The SIGN OF THE FOUR
The Hanse-Privilege agreement is the last in order of time: going backwards, last year was the economic/commercial agreement between the historic French shipyards Dufour and Fountaine Pajot (which markets catamarans from 37 to 67 feet), which created a group listed on the Paris Stock Exchange for over 150 million euros that produces hundreds of boats a year. In 2014, Bavaria “smelled” the trend, acquiring the shipyard Nautitech (which produces the 47 motorboat). In the beginning it was Beneteau, which already in 1996, with the acquisition of Jeanneau, also secured the brand Lagoon (which has in its “stable” the 630 and the Seventy8) and has now launched its line of ultra-luxury catamarans – for now only dedicated to sailing – Excess. A market situation has thus emerged with four large “mono-multi” giants.
The BECAUSE OF FOLLOW-UP
How will this “concentration” affect the world of cruising? Still early to say. The fact remains that the multihull boom is an unstoppable phenomenon: they have great success and are gaining market share even among shipowners and not only among the fleets of charter boats. What are their secrets?
In the meantime, because it has been seen that many owners of sailing cats used their boats only by motor: then it’s worth taking off the mast and all the reinforcements that they need. But, in more detail, the advantages of the cat are many.
At the same length they have a space that is between 65 and 70 percent greater (catamarans are not twice as wide as a single hull of the same length). This counts a lot and the visual impact is striking: climb aboard a 40′ and you will find the square, the forward cockpit and the cockpit or the bow sundeck that you saw only on a 60′. In fact, the bow practically preserves the maximum beam, and then to have the same spaces in front of the deckhouse you have to go on an 80’… clear that such a thing strikes.
Second, the catamarans are more stable at anchor and sailing: on the one hand there is only one hull about a third of the length, on the other hand two hulls, or two points of support with a base that is two-thirds of the width.
Third, they are no longer fragile: the old fears of having the boat torn from the wave because the crossbars do not support the movements of the two hulls decomposed can be stored because now central cell and hulls are made as a single piece: no more use of crossbars to join the hulls together and with the central body.

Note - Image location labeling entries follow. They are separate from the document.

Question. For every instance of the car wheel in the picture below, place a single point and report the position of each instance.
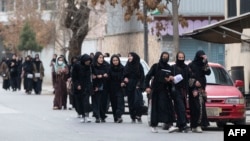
(220, 124)
(240, 122)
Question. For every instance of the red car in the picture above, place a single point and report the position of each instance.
(225, 101)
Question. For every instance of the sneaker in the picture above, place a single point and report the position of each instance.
(82, 120)
(55, 108)
(97, 121)
(119, 120)
(184, 129)
(133, 121)
(139, 120)
(197, 129)
(172, 129)
(88, 120)
(154, 130)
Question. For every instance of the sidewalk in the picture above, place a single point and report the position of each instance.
(47, 89)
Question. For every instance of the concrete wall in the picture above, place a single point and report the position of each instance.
(236, 57)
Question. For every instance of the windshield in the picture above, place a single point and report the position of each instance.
(219, 76)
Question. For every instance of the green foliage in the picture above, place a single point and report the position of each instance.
(28, 40)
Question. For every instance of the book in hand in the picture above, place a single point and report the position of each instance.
(178, 78)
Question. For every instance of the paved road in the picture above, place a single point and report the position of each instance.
(31, 118)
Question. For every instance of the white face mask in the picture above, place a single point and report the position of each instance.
(60, 62)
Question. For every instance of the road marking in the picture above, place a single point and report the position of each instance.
(6, 110)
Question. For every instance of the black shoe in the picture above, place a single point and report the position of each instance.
(184, 129)
(139, 119)
(97, 121)
(119, 120)
(133, 121)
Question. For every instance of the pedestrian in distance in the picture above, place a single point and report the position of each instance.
(62, 71)
(115, 88)
(100, 97)
(82, 86)
(179, 90)
(133, 78)
(197, 92)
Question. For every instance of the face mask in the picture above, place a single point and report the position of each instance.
(60, 62)
(180, 62)
(165, 60)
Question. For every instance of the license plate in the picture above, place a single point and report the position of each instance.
(213, 111)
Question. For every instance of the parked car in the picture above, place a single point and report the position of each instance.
(225, 102)
(145, 68)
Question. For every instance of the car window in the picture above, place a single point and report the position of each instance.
(219, 76)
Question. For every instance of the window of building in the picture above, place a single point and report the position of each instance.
(231, 8)
(244, 6)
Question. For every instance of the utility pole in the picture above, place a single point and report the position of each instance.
(175, 28)
(145, 32)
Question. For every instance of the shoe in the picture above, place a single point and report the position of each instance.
(165, 126)
(82, 120)
(197, 129)
(88, 119)
(184, 129)
(97, 121)
(119, 120)
(154, 130)
(139, 120)
(133, 121)
(172, 129)
(103, 120)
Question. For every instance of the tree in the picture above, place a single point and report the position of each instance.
(26, 11)
(76, 19)
(27, 40)
(77, 16)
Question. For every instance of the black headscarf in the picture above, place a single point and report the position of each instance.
(198, 59)
(113, 67)
(133, 67)
(84, 58)
(180, 63)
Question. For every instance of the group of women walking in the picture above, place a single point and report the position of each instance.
(172, 86)
(170, 89)
(105, 83)
(16, 71)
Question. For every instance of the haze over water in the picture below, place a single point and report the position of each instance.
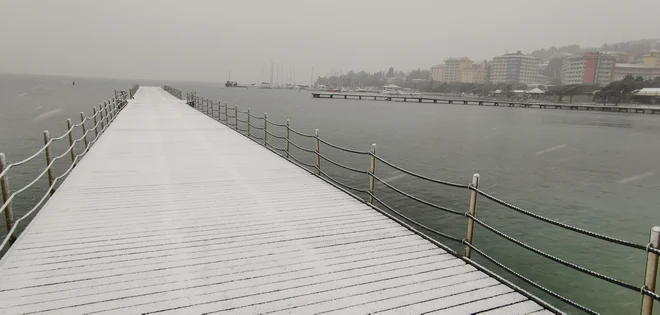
(590, 169)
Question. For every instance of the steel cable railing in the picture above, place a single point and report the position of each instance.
(301, 148)
(651, 249)
(430, 204)
(559, 224)
(555, 259)
(340, 183)
(103, 118)
(301, 134)
(343, 149)
(343, 166)
(423, 226)
(433, 180)
(275, 124)
(530, 282)
(274, 135)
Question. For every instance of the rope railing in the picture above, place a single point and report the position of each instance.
(530, 282)
(274, 135)
(652, 249)
(343, 149)
(423, 226)
(559, 224)
(433, 180)
(343, 166)
(555, 259)
(275, 124)
(106, 114)
(301, 134)
(422, 201)
(301, 148)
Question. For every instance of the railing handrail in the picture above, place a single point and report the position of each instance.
(107, 112)
(652, 249)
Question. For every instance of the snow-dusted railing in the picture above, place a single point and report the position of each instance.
(233, 117)
(98, 121)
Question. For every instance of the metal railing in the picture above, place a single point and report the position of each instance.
(99, 121)
(231, 116)
(175, 92)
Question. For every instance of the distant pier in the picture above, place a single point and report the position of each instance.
(405, 98)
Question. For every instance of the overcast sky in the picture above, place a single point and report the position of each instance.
(202, 40)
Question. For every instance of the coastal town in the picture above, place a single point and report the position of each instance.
(565, 74)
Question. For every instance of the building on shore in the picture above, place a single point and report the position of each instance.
(620, 56)
(515, 68)
(454, 68)
(461, 70)
(652, 58)
(474, 74)
(621, 70)
(588, 68)
(437, 73)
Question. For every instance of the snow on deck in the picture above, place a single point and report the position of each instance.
(172, 212)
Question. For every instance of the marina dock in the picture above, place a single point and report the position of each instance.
(175, 208)
(485, 102)
(140, 228)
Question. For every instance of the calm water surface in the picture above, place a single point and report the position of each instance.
(593, 170)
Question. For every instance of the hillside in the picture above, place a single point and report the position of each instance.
(635, 48)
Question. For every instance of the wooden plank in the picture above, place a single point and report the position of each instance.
(525, 307)
(171, 211)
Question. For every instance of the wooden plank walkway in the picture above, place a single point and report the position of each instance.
(172, 212)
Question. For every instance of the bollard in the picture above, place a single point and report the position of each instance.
(372, 170)
(82, 125)
(96, 128)
(287, 139)
(473, 212)
(72, 152)
(249, 124)
(651, 271)
(318, 157)
(49, 159)
(265, 129)
(6, 193)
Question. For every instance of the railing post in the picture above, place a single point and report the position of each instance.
(248, 123)
(265, 129)
(372, 171)
(473, 212)
(318, 156)
(107, 114)
(73, 150)
(6, 193)
(82, 125)
(49, 159)
(287, 138)
(102, 117)
(96, 128)
(651, 271)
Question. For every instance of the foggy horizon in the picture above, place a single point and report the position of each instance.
(204, 40)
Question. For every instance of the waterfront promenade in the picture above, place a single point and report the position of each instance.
(171, 212)
(491, 102)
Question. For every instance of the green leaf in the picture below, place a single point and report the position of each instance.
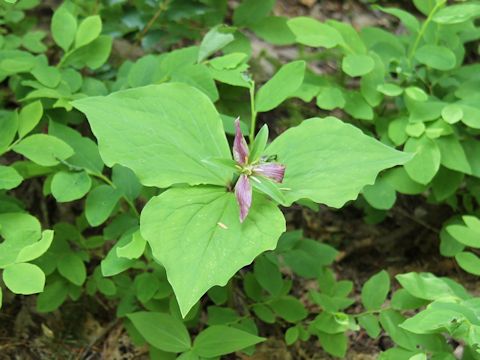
(282, 85)
(457, 14)
(42, 149)
(370, 323)
(64, 28)
(357, 64)
(274, 29)
(68, 186)
(375, 290)
(220, 340)
(205, 243)
(172, 129)
(311, 32)
(380, 195)
(9, 178)
(100, 203)
(72, 268)
(469, 262)
(289, 309)
(426, 163)
(437, 57)
(250, 12)
(35, 250)
(425, 286)
(134, 249)
(161, 330)
(215, 39)
(29, 117)
(88, 30)
(330, 97)
(322, 166)
(24, 278)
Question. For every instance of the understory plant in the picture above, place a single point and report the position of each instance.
(134, 170)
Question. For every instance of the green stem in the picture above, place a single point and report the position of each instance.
(253, 119)
(424, 27)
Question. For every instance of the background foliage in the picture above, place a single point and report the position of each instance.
(70, 224)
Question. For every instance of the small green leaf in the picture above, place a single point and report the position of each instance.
(72, 268)
(64, 28)
(45, 150)
(311, 32)
(469, 262)
(68, 186)
(162, 330)
(29, 117)
(9, 178)
(24, 278)
(37, 249)
(215, 39)
(220, 340)
(88, 30)
(282, 85)
(357, 64)
(375, 290)
(134, 249)
(437, 57)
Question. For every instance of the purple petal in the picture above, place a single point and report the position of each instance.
(240, 147)
(243, 193)
(273, 171)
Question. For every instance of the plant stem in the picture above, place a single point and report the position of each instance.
(424, 27)
(253, 119)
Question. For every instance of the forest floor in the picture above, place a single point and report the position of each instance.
(407, 240)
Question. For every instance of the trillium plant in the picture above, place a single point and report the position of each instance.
(215, 214)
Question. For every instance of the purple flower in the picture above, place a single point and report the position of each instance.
(243, 188)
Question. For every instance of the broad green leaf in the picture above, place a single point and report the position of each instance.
(134, 249)
(282, 85)
(45, 150)
(86, 151)
(250, 12)
(426, 162)
(64, 28)
(289, 308)
(321, 165)
(469, 262)
(172, 130)
(88, 30)
(9, 178)
(221, 340)
(375, 290)
(437, 57)
(29, 117)
(72, 268)
(34, 251)
(357, 64)
(274, 29)
(311, 32)
(93, 55)
(215, 39)
(100, 203)
(425, 286)
(161, 330)
(457, 14)
(380, 195)
(24, 278)
(195, 233)
(68, 186)
(330, 97)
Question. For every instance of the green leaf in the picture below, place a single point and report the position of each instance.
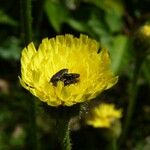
(5, 19)
(10, 49)
(121, 53)
(57, 13)
(146, 69)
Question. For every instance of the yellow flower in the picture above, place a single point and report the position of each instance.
(145, 30)
(104, 115)
(66, 70)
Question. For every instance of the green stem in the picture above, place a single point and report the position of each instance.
(132, 101)
(26, 22)
(63, 133)
(31, 136)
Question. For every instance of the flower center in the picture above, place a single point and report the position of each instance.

Fourth point in favor: the technical and service spaces can be larger, having much more space available: it makes no sense, for example, to relocate the passageways when you already have one and a half times the space that you find on a monohull.
Fifth arrow to your bow, greater privacy: it is not uncommon for a shipowner to have a whole hull for his nightclubs. Finally, consumption. Multihulls have a higher efficiency when they have to advance. Limiting ourselves to displacement catamarans, the majority, the hulls have a very large ratio between length and width at the waterline: a single hull has 3:1, a cat about 8:1 and according to the laws of hydrodynamics the latter is the limit that eliminates the constraints related to resistance.
In other words, a boat with a length-width ratio of less than 8:1 can exceed the speed limit imposed by its length on the waterline only by gliding; if this ratio is higher, there is no longer this constraint and, as is well known, keeping a hull on glide is very demanding in terms of the energy required. It is no coincidence that almost all catamaran manufacturers use hulls that have a much narrower section below the waterline than the dead work.
The argument against it? The problem placed boat, ie the cost required by the marina for mooring. Here, too, if 10 years ago we generally asked for double the rates compared to a single hull of equal length, today things have changed. Many ports, three of them Marina di Varazze, Marina dei Cesari and Marina Sveva, have special rates for catamarans, but you can always find an agreement with the manager of the port, since in almost all marinas, especially Italian, there is more presence of places than boats.